The findings and rulings of the Trial Court, apart from those relating to the issue of whether a charge was made by the plaintiff for use of its plane by the pilot at the controls when the plane was damaged, were as follows:

“The Court finds that Tyler Advertising, Inc., through its president and agent, Henry J. Tyler, purchased insurance on three airplanes beginning in January of 1960 from the Lamprey & Lamprey insurance agency, having all of his dealings with Stewart Lamprey, the duly authorized agent of the insurance agency.
“The Court finds that during all of the period of negotiations the insurance agent was acting as a broker and did not have authority to bind the insurance company except as he was specifically notified as to binders by the insurance company.
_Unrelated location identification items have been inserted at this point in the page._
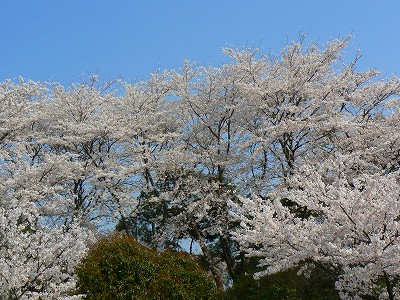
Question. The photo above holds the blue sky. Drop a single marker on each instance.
(62, 40)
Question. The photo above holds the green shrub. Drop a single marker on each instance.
(120, 268)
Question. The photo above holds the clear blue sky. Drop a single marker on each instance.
(63, 39)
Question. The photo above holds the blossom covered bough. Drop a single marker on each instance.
(299, 148)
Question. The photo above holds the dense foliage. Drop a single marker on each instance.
(119, 268)
(290, 158)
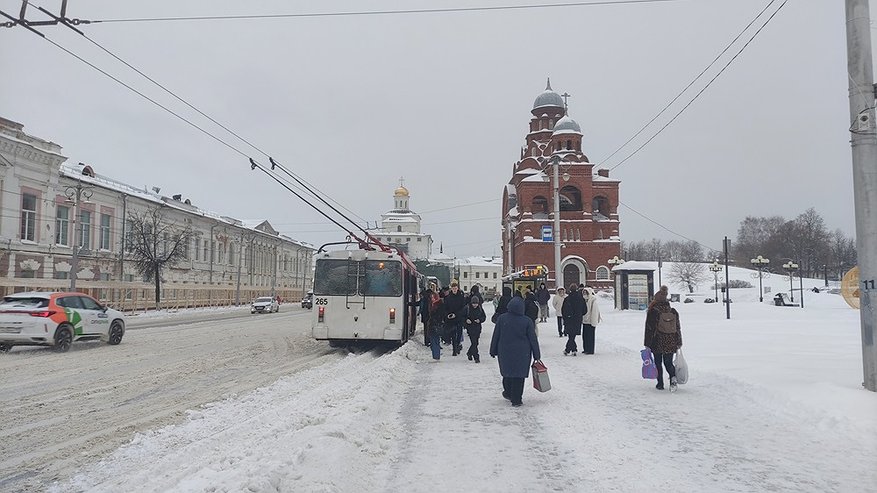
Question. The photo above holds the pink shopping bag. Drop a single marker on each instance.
(650, 371)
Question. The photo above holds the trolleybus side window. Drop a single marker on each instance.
(331, 278)
(382, 278)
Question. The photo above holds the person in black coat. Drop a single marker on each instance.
(515, 343)
(573, 310)
(503, 305)
(531, 306)
(475, 316)
(455, 303)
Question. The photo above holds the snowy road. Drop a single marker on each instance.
(399, 422)
(60, 411)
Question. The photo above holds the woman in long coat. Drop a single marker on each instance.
(664, 341)
(573, 311)
(590, 320)
(514, 342)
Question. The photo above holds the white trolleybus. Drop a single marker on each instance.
(364, 295)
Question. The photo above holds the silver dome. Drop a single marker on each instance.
(567, 125)
(549, 98)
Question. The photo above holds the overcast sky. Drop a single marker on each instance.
(352, 103)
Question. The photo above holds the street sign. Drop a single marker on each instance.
(546, 233)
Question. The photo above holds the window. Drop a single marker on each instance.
(85, 230)
(105, 231)
(62, 225)
(570, 199)
(28, 217)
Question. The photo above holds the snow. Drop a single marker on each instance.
(774, 403)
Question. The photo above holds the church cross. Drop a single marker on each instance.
(565, 97)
“In January of 1960, Tyler Advertising, Inc. purchased a Globe Swift airplane and secured, through Lamprey Insurance Agency, a liability policy. While some inquiry was made at this time on the question of charter flight coverage, it was not pursued.
“On June 7, 1960, the Tyler Advertising, Inc., having traded the Globe Swift plane for a Beechcraft Bonanza, 1948 model, and because of the additional cost of this plane, made inquiry through Stewart Lamprey as to the cost of obtaining hull insurance, ‘hull insurance’ being the phrase used in airplane insurance to refer to coverage commonly known as collision coverage in the automobile insurance industry. Stewart Lamprey was unfamiliar with the aircraft policy field and in order to obtain information, from time to time, either by letter or by telephone, made his inquiries of the U. S. Aviation Underwriters who generally underwrite policies on aircraft insurance with various insurance companies. He was informed and communicated to Mr. Tyler that there were three possible types of hull coverage, and an application was filed on the 28th day of June, 1960, signed [140]*140by Mr. Tyler for the Tyler Advertising, Inc., requesting all risk ground, limited in-flight coverage, which has been checked on Plaintiff’s Exhibit No. 3, the application for insurance, under Coverage ‘A’.
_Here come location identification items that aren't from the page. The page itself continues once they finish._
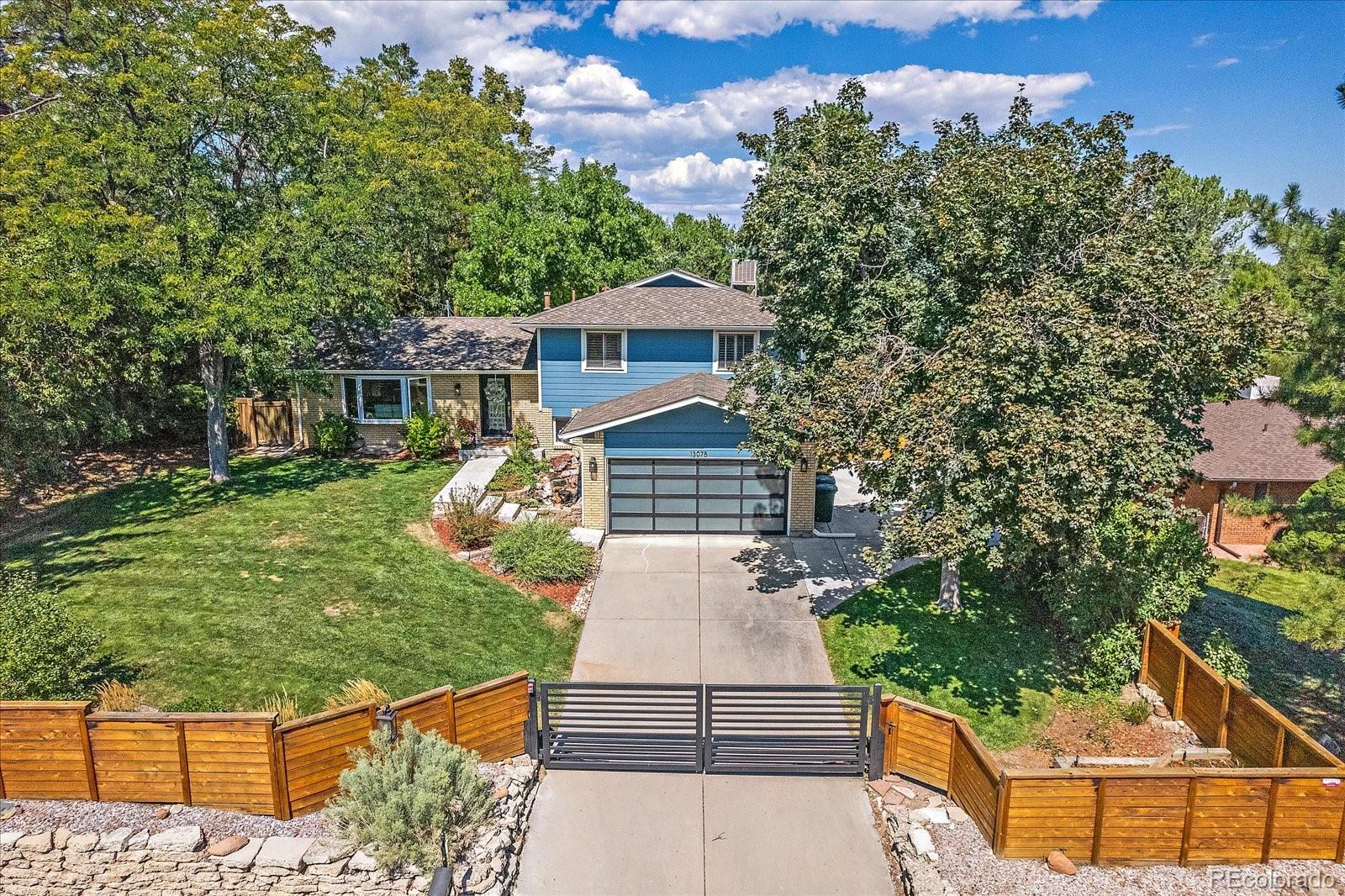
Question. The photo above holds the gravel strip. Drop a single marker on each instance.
(217, 824)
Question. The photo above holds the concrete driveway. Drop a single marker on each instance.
(690, 609)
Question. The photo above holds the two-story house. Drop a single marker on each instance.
(632, 378)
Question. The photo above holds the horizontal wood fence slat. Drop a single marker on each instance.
(1286, 801)
(245, 762)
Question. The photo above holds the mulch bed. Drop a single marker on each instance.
(562, 593)
(1075, 734)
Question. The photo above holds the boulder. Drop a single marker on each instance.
(1059, 862)
(185, 838)
(226, 846)
(284, 851)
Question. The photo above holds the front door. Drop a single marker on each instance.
(495, 400)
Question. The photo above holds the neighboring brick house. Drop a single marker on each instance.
(632, 378)
(1254, 454)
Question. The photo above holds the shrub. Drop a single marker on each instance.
(334, 435)
(1316, 537)
(540, 552)
(284, 707)
(428, 435)
(45, 654)
(1223, 656)
(471, 528)
(464, 430)
(401, 794)
(1321, 618)
(358, 690)
(116, 697)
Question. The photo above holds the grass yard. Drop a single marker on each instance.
(1250, 602)
(994, 662)
(296, 575)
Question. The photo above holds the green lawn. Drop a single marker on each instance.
(298, 573)
(994, 662)
(1248, 602)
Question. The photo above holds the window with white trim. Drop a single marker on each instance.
(732, 347)
(385, 400)
(604, 350)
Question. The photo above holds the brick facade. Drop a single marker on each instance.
(593, 499)
(804, 493)
(444, 393)
(1230, 529)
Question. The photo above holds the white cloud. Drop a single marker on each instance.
(593, 85)
(696, 183)
(1157, 129)
(731, 19)
(914, 96)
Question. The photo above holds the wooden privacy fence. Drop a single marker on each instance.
(232, 761)
(1286, 802)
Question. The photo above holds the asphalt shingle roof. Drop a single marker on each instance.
(432, 343)
(699, 385)
(1254, 441)
(674, 307)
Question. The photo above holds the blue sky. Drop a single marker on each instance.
(1243, 91)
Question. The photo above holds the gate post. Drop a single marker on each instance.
(878, 736)
(530, 730)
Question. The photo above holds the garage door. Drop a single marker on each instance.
(696, 495)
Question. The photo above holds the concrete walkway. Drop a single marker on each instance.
(689, 609)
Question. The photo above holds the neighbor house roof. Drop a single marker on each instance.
(1253, 440)
(699, 387)
(672, 299)
(430, 343)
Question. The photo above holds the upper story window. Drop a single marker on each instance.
(604, 350)
(385, 400)
(732, 347)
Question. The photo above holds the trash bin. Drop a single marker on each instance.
(826, 502)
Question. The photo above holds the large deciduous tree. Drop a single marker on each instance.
(1012, 331)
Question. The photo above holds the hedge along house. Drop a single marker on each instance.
(1255, 455)
(483, 369)
(636, 380)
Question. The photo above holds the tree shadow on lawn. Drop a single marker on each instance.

“The Court finds that at this time there was a discussion as to what was meant by ‘in-flight’ coverage since Coverage ‘A’ specifically [ covers ] damage to the aircraft except while in flight, with certain exceptions, and defines ‘in-flight’ as being: ‘The aircraft is “in-flight” from the time it moves forward in attempting to take off and continuing thereafter until it has completed its landing run. ’ An inquiry was made at this time as to whether this excluded losses occurring during taxiing, and Lamprey inquired and informed Tyler that it did not exclude taxiing accidents.
“The 1948 Bonanza was held until July 23, 1960, at which time it was sold and the policies, both liability and hull coverage, cancelled.
“In early August, 1960, a 1951 Beechcraft Bonanza was purchased by Tyler Advertising, Inc., and a request was made of Lamprey to secure coverage on this plane. The Court finds that coverage was secured the same as on the ’48 Bonanza and that the company thereupon pro-rated rather than giving short term cancellation on the prior policy. The Court finds that at this time Tyler was informed that he had the same coverage as he had had on the Bonanza previously owned.
“The Court finds that there was a discussion between Harold Wescott, Jr., Henry J. Tyler and Stewart Lamprey at the office of Harold Wescott, Jr., called by Harold Wescott primarily because of his concern over liability insurance. The Court finds that there is a difference in opinion as to which was the most important matter to each of the participants in this conference but that three matters were discussed. One was a pilot by the name of Richard Lacasse, an employee of Wescott’s company. The second was liability insurance, including liability insurance for passengers. The third was the question of hull coverage.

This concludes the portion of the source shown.